After closing for two-and-a-half years, the newly designed venue opened in October 2011 with a gala hosted by the Earl of Wessex.
It was recently announced the council wants to approve another development in 2020 to attract the biggest shows in the business.
Ashford's Designer Outlet was given a £90 million revamp in 2019, bringing new stores and restaurants to the centre.
Bosses first announced their plans for the extension in 2013, where they said it would create 500 jobs.
The renovation included a brand-new children's play area and a 2,300 sq metre living wall made up of more than 120,000 plants.
The landscape of Rochester changed as the huge 1400-home Riverside development got underway.
The first people moved into the £419 million development in June 2019, with a quarter of the homes available on the Help to Buy scheme.
Travelodge, Costa, and Co-op are all part of the huge revamp on the edge of the River Medway.
Drivers in Maidstone endured six months of road works during one of the biggest infrastructure schemes of 2016.
The £5.7 million project turned the county town's gyratory into a two-way strech of road, allowing Chatham-bound traffic to avoid crossing the bridges.
Problems arose when drivers became confused by the new road markings, with some driving the wrong way down the road.
Gravesend got a major update with its £9.5 million Rathmore Road transformation, with the hopes of easing traffic and providing better access to the town centre.
The works included decorative pedestrian walkways, and during the development graffiti artists got together to make the works less of an eyesore.

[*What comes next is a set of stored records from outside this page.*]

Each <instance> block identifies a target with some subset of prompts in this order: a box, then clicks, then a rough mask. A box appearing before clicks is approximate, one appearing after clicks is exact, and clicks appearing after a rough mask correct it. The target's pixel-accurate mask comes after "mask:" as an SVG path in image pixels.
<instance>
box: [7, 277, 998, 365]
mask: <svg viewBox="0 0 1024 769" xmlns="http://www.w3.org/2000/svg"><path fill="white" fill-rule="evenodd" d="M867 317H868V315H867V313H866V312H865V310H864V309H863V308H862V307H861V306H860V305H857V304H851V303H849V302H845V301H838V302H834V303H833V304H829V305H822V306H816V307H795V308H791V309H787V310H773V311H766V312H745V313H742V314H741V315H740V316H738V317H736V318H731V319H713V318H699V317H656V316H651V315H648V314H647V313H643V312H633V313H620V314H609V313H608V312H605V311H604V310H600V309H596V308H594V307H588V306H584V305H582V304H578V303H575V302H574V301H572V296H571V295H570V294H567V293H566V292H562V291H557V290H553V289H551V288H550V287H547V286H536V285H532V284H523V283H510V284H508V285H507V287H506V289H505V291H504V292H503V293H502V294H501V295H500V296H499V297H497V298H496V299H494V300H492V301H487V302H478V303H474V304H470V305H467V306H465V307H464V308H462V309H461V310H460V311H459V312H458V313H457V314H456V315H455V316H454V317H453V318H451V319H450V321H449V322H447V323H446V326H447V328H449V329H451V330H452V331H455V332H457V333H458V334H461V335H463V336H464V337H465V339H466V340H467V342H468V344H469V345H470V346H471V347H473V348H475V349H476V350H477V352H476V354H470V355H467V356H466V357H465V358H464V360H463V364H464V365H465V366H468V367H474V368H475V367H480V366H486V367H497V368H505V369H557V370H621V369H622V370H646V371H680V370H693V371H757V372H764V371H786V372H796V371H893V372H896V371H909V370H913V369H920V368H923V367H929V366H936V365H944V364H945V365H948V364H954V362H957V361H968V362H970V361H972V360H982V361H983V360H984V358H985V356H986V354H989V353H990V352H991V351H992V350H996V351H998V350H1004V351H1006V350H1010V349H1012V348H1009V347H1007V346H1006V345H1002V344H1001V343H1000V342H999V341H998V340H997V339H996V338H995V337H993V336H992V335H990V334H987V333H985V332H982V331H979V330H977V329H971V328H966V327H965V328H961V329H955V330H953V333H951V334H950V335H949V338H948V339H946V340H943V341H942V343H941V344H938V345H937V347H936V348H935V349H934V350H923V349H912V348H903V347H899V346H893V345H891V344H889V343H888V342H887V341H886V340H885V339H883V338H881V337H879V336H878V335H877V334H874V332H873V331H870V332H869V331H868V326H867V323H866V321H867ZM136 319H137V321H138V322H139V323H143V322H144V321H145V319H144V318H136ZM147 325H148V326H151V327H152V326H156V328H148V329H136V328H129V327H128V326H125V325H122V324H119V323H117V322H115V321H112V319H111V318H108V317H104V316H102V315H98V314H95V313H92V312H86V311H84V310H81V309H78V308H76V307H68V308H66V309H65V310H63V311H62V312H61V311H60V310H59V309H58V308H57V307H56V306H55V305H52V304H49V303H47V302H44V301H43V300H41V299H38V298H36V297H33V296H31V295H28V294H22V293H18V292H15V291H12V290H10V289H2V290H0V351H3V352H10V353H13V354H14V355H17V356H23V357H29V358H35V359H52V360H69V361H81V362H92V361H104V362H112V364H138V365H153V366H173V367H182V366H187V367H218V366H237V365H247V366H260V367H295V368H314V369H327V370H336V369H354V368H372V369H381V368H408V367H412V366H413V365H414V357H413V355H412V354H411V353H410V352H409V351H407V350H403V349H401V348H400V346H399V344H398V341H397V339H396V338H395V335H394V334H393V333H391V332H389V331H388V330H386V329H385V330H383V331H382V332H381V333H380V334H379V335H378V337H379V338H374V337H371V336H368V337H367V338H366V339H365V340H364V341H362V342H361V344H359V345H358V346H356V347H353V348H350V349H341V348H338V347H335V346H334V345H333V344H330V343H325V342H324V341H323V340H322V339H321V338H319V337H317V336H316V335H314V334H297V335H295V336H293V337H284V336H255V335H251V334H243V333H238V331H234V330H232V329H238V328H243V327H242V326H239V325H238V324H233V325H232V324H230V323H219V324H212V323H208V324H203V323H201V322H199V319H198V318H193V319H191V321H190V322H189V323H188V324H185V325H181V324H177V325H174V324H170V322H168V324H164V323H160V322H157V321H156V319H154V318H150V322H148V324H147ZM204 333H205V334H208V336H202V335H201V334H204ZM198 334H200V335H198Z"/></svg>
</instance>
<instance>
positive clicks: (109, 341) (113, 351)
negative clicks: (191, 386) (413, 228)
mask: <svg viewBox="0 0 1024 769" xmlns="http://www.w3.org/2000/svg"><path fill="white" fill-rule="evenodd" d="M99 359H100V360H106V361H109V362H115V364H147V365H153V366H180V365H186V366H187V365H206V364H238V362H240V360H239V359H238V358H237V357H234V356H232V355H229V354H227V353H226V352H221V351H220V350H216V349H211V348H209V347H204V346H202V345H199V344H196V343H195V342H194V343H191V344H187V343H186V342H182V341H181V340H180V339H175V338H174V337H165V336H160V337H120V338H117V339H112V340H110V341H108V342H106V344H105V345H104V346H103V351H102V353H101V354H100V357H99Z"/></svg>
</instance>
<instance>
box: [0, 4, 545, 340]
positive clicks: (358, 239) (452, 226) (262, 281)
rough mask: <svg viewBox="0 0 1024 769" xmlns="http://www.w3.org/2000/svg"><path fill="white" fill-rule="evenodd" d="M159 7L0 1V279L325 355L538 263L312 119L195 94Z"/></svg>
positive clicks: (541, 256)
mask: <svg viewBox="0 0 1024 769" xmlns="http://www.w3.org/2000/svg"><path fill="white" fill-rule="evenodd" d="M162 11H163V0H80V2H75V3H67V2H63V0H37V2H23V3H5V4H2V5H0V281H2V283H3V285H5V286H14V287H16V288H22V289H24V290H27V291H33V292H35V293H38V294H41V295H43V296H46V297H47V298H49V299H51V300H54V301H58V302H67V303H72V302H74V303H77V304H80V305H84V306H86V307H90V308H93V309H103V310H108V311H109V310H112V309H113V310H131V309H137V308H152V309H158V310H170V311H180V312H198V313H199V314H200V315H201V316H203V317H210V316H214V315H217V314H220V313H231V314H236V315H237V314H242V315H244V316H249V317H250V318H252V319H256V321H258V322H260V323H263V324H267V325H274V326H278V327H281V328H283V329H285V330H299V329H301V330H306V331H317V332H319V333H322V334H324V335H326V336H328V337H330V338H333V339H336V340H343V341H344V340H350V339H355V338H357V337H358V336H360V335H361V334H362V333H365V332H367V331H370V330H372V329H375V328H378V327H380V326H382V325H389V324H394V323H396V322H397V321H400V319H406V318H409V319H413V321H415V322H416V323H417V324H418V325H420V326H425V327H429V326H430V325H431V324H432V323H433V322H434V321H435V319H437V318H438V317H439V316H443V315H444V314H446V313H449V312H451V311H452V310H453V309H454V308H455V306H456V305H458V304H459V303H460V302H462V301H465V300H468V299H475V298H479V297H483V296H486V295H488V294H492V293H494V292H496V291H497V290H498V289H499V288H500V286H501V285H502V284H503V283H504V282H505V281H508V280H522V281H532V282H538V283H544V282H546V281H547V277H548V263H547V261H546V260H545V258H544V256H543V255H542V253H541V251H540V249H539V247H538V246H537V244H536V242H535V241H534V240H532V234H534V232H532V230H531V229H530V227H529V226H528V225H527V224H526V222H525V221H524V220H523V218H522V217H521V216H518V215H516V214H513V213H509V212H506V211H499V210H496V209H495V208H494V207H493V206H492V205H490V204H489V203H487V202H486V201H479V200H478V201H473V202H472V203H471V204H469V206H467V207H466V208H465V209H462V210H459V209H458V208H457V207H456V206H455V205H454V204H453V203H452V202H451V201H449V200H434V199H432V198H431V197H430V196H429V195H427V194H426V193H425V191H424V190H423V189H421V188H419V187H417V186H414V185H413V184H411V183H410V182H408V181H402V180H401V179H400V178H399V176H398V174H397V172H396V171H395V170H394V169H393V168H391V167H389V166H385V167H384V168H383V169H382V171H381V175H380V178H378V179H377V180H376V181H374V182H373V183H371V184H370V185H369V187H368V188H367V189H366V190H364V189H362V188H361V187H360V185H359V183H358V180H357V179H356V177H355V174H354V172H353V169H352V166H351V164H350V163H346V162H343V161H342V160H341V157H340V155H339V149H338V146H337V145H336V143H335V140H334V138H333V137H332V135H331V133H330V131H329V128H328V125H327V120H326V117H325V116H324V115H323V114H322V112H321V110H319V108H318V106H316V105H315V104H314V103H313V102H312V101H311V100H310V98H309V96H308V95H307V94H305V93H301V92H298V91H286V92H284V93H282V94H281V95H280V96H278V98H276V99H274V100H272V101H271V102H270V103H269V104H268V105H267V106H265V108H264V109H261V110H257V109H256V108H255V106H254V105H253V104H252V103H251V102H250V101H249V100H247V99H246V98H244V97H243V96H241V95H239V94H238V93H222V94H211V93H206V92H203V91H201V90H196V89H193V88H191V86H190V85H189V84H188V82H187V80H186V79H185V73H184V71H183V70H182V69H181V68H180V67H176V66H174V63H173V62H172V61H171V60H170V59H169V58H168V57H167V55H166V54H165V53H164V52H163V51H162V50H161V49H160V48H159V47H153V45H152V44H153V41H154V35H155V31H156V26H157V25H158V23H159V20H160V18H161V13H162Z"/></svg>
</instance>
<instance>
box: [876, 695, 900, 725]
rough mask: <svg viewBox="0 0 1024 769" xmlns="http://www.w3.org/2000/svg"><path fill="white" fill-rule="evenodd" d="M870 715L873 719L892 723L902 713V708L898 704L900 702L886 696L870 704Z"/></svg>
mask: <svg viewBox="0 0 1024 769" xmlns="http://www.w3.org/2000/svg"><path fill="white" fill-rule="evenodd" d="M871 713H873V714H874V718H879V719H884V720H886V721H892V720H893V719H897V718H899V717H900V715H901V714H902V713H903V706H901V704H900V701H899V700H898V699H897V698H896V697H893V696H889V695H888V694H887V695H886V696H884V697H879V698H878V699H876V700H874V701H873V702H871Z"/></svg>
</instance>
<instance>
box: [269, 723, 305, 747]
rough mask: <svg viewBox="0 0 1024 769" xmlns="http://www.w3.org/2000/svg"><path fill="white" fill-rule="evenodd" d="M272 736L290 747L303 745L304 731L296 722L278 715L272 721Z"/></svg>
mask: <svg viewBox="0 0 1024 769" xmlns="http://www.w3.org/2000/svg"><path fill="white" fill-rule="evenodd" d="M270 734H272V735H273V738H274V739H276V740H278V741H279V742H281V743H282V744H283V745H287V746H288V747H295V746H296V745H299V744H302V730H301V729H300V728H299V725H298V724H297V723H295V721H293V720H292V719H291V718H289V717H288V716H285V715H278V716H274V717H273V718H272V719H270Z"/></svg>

Gravesham council previously described the project as "the starting point of a development of a bona fide transport quarter".
A new regeneration project in Sittingbourne has promised to bring £1.1 million per annum to the area.
The town’s new cinema, hotel and restaurant complex has been dubbed The Spirit of Sittingbourne, and was due to be completed in December.
Bourne Place's multi-storey car park in St Michael’s Road was also part of the scheme, which opened five months later than planned.